Cell adhesion to extracellular matrix proteins is critical to physiological and pathological processes as well as biomedical and biotechnological applications. Cell adhesion is a highly regulated process involving initial receptor-ligand binding, and subsequent clustering of these receptors and rapid association with the actin cytoskeleton as focal adhesions are assembled. Focal adhesions enhance adhesion, functioning as structural links between the cytoskeleton and the extracellular matrix and triggering signaling pathways that direct cell function. The objective of this thesis research is to develop a mechanical and biochemical analysis of the adhesion strengthening response.
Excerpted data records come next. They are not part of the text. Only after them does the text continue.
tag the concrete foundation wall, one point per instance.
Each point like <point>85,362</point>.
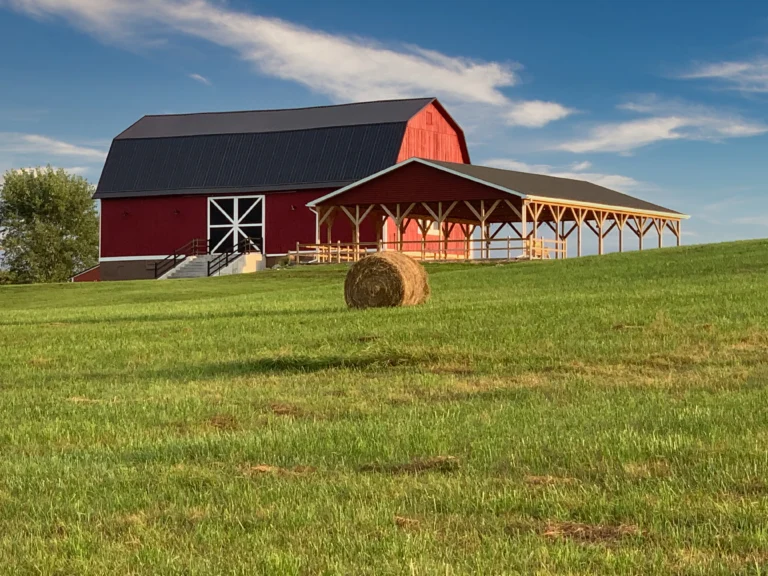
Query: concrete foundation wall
<point>128,270</point>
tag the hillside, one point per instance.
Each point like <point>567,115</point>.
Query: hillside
<point>594,415</point>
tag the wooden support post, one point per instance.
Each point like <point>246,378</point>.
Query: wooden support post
<point>524,229</point>
<point>621,220</point>
<point>659,223</point>
<point>674,226</point>
<point>580,231</point>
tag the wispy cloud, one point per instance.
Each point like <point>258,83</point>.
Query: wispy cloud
<point>581,166</point>
<point>535,113</point>
<point>613,181</point>
<point>200,78</point>
<point>342,67</point>
<point>44,147</point>
<point>752,220</point>
<point>744,76</point>
<point>665,120</point>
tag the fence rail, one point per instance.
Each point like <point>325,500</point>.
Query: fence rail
<point>432,250</point>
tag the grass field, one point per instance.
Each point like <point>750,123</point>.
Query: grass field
<point>595,415</point>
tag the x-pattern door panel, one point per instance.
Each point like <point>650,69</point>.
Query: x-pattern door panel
<point>234,221</point>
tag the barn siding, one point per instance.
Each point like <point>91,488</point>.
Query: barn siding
<point>155,226</point>
<point>412,233</point>
<point>430,135</point>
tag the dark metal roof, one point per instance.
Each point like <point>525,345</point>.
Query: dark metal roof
<point>552,187</point>
<point>324,157</point>
<point>263,150</point>
<point>260,121</point>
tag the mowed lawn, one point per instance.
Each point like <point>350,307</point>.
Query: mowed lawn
<point>595,415</point>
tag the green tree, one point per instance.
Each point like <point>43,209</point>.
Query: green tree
<point>49,228</point>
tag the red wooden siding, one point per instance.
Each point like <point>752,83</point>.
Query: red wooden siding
<point>430,134</point>
<point>288,220</point>
<point>90,275</point>
<point>413,234</point>
<point>154,226</point>
<point>157,226</point>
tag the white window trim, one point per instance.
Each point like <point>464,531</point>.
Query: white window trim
<point>235,222</point>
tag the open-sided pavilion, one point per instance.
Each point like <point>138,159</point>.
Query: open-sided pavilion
<point>448,202</point>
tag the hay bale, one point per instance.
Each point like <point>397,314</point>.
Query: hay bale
<point>386,279</point>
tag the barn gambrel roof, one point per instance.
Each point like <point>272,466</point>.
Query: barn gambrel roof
<point>262,150</point>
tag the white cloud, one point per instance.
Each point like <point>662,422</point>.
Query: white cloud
<point>752,220</point>
<point>343,67</point>
<point>613,181</point>
<point>668,120</point>
<point>535,113</point>
<point>200,78</point>
<point>581,166</point>
<point>745,76</point>
<point>44,146</point>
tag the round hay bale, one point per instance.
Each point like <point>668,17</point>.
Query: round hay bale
<point>384,280</point>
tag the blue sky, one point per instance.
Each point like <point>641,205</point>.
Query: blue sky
<point>662,100</point>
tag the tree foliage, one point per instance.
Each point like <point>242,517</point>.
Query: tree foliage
<point>48,225</point>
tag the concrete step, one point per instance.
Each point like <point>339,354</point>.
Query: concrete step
<point>194,267</point>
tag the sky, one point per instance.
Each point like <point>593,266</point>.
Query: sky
<point>666,101</point>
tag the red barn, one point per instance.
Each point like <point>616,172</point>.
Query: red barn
<point>219,179</point>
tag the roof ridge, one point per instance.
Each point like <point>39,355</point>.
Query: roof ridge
<point>270,132</point>
<point>428,98</point>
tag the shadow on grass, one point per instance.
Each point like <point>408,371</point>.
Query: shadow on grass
<point>254,314</point>
<point>266,366</point>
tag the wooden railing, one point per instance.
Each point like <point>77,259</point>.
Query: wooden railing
<point>434,250</point>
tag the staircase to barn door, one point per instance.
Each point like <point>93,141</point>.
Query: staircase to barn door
<point>192,267</point>
<point>193,261</point>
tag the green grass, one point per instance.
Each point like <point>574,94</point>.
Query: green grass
<point>603,415</point>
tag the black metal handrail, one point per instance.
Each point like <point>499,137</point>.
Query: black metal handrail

Our central hypothesis was that focal adhesion size and position regulate cell adhesion strength by controlling the distribution of mechanical loading. We engineered micropatterned surfaces to control the size and position of focal adhesions in order to analyze the contributions of these specialized adhesive structures to adhesion strengthening. By applying surface micropatterning techniques, we showed robust control over cell-substrate contact area and focal adhesion assembly. Using a hydrodynamic shear assay to quantify adhesion strength to micropatterned substrates, we observed significant adhesive area- and time-dependent increases in adhesion strength. Complimentary biochemical assays allowed us to probe the role of structural proteins recruited to focal adhesions and examine the structure-function relationships between these adhesive structures and adhesion strength. These findings will provide insights into the role of focal adhesions in adhesion strengthening, and may contribute to tissue engineering and biomaterials applications.